Astronaut Steve Robinson is going where no one has ever gone before in orbit - to a shuttle's underside, which is covered with thousands of fragile ceramic tiles as a barrier to the scorching heat caused by high-speed friction with the atmosphere.
Slivers of heat-resistant fabric filling the thin gaps between the tiles have popped up a couple of centimeters in two places. Engineers worry that the protrusions might change the aerodynamics of Discovery's re-entry Monday and make some parts of the orbiter a few hundred degrees hotter than normal. They do not know if the shuttle can withstand the extra heat.
So astronaut Robinson's task is to stand on the end of the robot arm mounted on the International Space Station, where Discovery is docked, and either pull out or trim the gap filler. He must be very careful not to strike and damage the delicate tiles with his space suit or tools, as he explained to reporters.

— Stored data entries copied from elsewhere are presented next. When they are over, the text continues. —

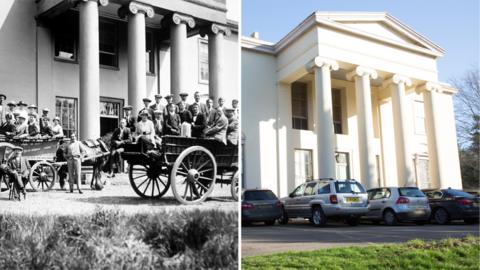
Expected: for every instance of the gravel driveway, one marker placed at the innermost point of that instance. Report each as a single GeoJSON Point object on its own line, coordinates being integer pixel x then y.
{"type": "Point", "coordinates": [117, 194]}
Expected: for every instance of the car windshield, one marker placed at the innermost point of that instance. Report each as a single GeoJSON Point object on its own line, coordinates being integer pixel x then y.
{"type": "Point", "coordinates": [410, 192]}
{"type": "Point", "coordinates": [349, 187]}
{"type": "Point", "coordinates": [459, 193]}
{"type": "Point", "coordinates": [259, 195]}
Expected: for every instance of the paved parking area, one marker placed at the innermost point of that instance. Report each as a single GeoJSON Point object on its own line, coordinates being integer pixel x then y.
{"type": "Point", "coordinates": [300, 235]}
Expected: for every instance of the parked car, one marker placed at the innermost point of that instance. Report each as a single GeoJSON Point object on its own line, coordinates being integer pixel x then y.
{"type": "Point", "coordinates": [453, 204]}
{"type": "Point", "coordinates": [319, 200]}
{"type": "Point", "coordinates": [397, 204]}
{"type": "Point", "coordinates": [260, 205]}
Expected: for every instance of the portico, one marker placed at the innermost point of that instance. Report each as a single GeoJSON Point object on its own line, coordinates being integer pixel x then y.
{"type": "Point", "coordinates": [346, 88]}
{"type": "Point", "coordinates": [172, 23]}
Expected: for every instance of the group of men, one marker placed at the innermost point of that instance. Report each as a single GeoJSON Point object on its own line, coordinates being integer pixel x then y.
{"type": "Point", "coordinates": [198, 120]}
{"type": "Point", "coordinates": [19, 120]}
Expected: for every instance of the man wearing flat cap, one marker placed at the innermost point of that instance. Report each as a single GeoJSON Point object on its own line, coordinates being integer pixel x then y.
{"type": "Point", "coordinates": [146, 103]}
{"type": "Point", "coordinates": [169, 99]}
{"type": "Point", "coordinates": [127, 114]}
{"type": "Point", "coordinates": [183, 98]}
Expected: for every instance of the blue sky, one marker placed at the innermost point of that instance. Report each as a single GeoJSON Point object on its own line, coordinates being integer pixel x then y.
{"type": "Point", "coordinates": [452, 24]}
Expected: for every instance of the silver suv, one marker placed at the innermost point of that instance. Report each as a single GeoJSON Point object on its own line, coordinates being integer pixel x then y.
{"type": "Point", "coordinates": [397, 204]}
{"type": "Point", "coordinates": [318, 200]}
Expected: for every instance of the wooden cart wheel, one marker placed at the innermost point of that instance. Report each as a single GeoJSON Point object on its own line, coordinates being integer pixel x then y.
{"type": "Point", "coordinates": [42, 176]}
{"type": "Point", "coordinates": [234, 186]}
{"type": "Point", "coordinates": [193, 175]}
{"type": "Point", "coordinates": [149, 181]}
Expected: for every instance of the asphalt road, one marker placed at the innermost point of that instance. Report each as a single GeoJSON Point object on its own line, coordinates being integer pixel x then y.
{"type": "Point", "coordinates": [300, 235]}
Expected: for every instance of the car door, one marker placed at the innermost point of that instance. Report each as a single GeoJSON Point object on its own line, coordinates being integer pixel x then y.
{"type": "Point", "coordinates": [291, 203]}
{"type": "Point", "coordinates": [304, 201]}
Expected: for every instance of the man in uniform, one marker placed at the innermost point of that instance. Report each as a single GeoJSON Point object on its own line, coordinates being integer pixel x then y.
{"type": "Point", "coordinates": [217, 126]}
{"type": "Point", "coordinates": [169, 99]}
{"type": "Point", "coordinates": [202, 108]}
{"type": "Point", "coordinates": [131, 121]}
{"type": "Point", "coordinates": [120, 137]}
{"type": "Point", "coordinates": [157, 105]}
{"type": "Point", "coordinates": [146, 103]}
{"type": "Point", "coordinates": [74, 153]}
{"type": "Point", "coordinates": [183, 98]}
{"type": "Point", "coordinates": [232, 129]}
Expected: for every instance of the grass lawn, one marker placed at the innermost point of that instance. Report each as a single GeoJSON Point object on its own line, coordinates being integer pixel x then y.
{"type": "Point", "coordinates": [113, 240]}
{"type": "Point", "coordinates": [416, 254]}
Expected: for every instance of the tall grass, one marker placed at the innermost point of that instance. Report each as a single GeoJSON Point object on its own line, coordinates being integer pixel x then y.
{"type": "Point", "coordinates": [112, 240]}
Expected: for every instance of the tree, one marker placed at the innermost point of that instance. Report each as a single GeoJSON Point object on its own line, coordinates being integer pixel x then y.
{"type": "Point", "coordinates": [467, 114]}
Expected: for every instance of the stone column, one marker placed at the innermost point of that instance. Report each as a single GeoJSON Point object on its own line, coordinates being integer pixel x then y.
{"type": "Point", "coordinates": [178, 59]}
{"type": "Point", "coordinates": [362, 76]}
{"type": "Point", "coordinates": [89, 69]}
{"type": "Point", "coordinates": [430, 92]}
{"type": "Point", "coordinates": [137, 78]}
{"type": "Point", "coordinates": [405, 173]}
{"type": "Point", "coordinates": [324, 124]}
{"type": "Point", "coordinates": [216, 75]}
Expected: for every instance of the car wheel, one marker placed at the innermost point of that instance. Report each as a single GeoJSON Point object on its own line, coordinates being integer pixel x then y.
{"type": "Point", "coordinates": [318, 217]}
{"type": "Point", "coordinates": [470, 220]}
{"type": "Point", "coordinates": [390, 218]}
{"type": "Point", "coordinates": [441, 216]}
{"type": "Point", "coordinates": [283, 218]}
{"type": "Point", "coordinates": [353, 221]}
{"type": "Point", "coordinates": [270, 222]}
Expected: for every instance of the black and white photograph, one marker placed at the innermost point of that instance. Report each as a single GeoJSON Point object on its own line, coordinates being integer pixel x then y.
{"type": "Point", "coordinates": [119, 137]}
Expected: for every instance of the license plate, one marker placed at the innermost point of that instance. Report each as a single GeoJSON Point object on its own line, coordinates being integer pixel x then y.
{"type": "Point", "coordinates": [353, 199]}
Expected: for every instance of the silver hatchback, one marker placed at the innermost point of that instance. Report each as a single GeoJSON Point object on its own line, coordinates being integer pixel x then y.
{"type": "Point", "coordinates": [397, 204]}
{"type": "Point", "coordinates": [326, 198]}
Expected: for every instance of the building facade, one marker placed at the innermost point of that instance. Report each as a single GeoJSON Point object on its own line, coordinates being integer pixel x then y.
{"type": "Point", "coordinates": [347, 95]}
{"type": "Point", "coordinates": [86, 59]}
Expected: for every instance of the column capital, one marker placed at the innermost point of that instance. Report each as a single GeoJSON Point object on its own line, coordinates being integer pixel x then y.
{"type": "Point", "coordinates": [180, 18]}
{"type": "Point", "coordinates": [319, 62]}
{"type": "Point", "coordinates": [397, 79]}
{"type": "Point", "coordinates": [135, 8]}
{"type": "Point", "coordinates": [362, 71]}
{"type": "Point", "coordinates": [100, 2]}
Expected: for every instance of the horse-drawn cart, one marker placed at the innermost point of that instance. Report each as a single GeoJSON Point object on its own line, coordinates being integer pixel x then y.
{"type": "Point", "coordinates": [41, 153]}
{"type": "Point", "coordinates": [190, 166]}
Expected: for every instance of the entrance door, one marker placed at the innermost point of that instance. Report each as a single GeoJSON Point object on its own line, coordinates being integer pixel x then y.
{"type": "Point", "coordinates": [110, 114]}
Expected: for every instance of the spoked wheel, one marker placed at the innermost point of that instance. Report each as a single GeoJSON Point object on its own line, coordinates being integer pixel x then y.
{"type": "Point", "coordinates": [234, 186]}
{"type": "Point", "coordinates": [149, 181]}
{"type": "Point", "coordinates": [193, 175]}
{"type": "Point", "coordinates": [42, 176]}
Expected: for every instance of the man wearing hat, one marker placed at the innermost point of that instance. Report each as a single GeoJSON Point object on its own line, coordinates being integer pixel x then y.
{"type": "Point", "coordinates": [131, 121]}
{"type": "Point", "coordinates": [169, 99]}
{"type": "Point", "coordinates": [157, 105]}
{"type": "Point", "coordinates": [202, 108]}
{"type": "Point", "coordinates": [21, 109]}
{"type": "Point", "coordinates": [232, 129]}
{"type": "Point", "coordinates": [183, 98]}
{"type": "Point", "coordinates": [19, 169]}
{"type": "Point", "coordinates": [146, 103]}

"Like most kinds of repairs, it is conceptually very simple, but it has to be done very, very carefully," Mr. Robinson says. "The tiles, as we all know, are fragile and a crewmember out there is a pretty large mass, so I'll have to be very careful. But the task is extremely simple and we predict that it won't be too complex."
The tiles have been a concern during this shuttle mission because a photographic and laser survey of the orbiter showed minor damage in a few, presumably from pieces of debris that fell from Discovery's external fuel tank during launch. This was the same problem that doomed the shuttle Columbia in 2003 when debris punctured its wing during liftoff, halting missions for two-and-a-half years while NASA pursued solutions to the problem. Now, NASA has grounded flights again to work on it.
Deputy shuttle program manager Wayne Hale says the tile gap filler issue is as serious as falling fuel tank debris.
"We have classified the gap fillers as an in-flight anomaly that we are going to resolve before we fly again," he says.
As Discovery's crew prepared for the exterior repair venture, they received a telephone call from President Bush, who thanked them for being risk takers for the sake of exploration.
"We look forward to successful completion of this mission. Obviously, as you prepare to come back, lots of Americans will be praying for a safe return," Mr. Bush says.
If astronaut Robinson's effort to remove the gap filler fails, NASA says the shuttle mission has time for another spacewalk to pursue a different solution.